夫・車谷長吉
詩人で車谷さんの奥さんである高橋順子さんがお書きになった本です。
車谷さんと高橋さんの馴れ初めから、車谷さんが急逝されるまでのことが描かれています。
車谷さんと高橋さんは大変仲の良いご夫婦だったのだなということが伝わってくる内容でした。
そして、車谷さんは幸せ者だったのだろうなと。
車谷さんと高橋さんの馴れ初めは、車谷さんが高橋さんに一方的に絵葉書を送り付けたところからスタートします。
そんな一方的な絵葉書を11枚も送り付けたそうです。
その絵葉書の内容がまるで独り言で恐ろしいものを感じて返事など書けなかった。と絵葉書を送り付けられる度に書いてあるのが面白かったです。
車谷さんの小説で何が面白いか、というと、毎回冴えない男が唐突に、美人を見つけ、後をつけた後、唐突に美人に話しかけるという狂気を孕んだところだといつも思っていたので、奥さんにも似たようなことしたのか、と可笑しくなりました。ただし、奥さんに対してはかなり用意周到ですが。
面白かったのはそれくらいとは言いませんが、最後に車谷さんがこの世を去る展開であることは目に見えているので、読み進めるのが憂鬱でした。私はどうも最後に人が死ぬ小説や読み物が嫌いで、フランダースの犬なんかも大嫌いです。
それから、奥さんがいたからこそ、鹽壷の匙や赤目四十八滝心中未遂が世に出版されることになったんだろうなと漠然と思いました。
高橋さんが結婚したいと言わなければ、車谷さんは出家するか自殺していたと思いますので、高橋さんも変な人に関わってしまったなとちょっとは思ったでしょう。

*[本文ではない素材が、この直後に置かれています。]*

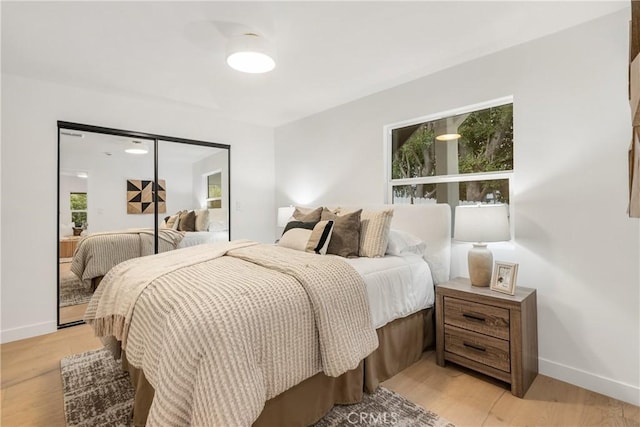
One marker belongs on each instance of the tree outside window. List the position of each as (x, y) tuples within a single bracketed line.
[(78, 206), (214, 190), (461, 158)]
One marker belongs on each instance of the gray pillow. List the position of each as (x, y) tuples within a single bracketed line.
[(187, 221), (307, 215), (345, 237)]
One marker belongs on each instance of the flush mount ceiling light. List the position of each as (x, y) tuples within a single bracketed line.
[(250, 53), (448, 137), (136, 147)]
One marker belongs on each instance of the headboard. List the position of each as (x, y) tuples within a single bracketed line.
[(430, 222)]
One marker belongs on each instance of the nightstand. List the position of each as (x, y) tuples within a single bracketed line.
[(492, 333)]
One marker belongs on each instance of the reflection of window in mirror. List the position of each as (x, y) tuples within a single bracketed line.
[(78, 207), (214, 190)]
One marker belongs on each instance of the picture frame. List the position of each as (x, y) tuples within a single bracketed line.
[(504, 277)]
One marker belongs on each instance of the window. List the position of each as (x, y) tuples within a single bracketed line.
[(463, 156), (78, 205), (214, 190)]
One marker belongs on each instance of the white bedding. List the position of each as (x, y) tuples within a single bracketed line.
[(396, 285), (192, 238)]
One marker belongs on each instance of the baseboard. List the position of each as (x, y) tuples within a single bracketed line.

そして、車谷さんに無断で小説に書かれた人々は、早々に出家するか自殺すれば良かったのにと思っていたに違いないのですが、それは現実のつまらないだけの話なので言及しない方が良いものでしょう。
今更ですが、車谷さんの小説の面白い部分は、主人公のダメさと車谷さんの女性に対する洞察力とそこから生み出される女性が発するふとした瞬間の言葉の輝きであり、私小説的な部分ではないと私は思います。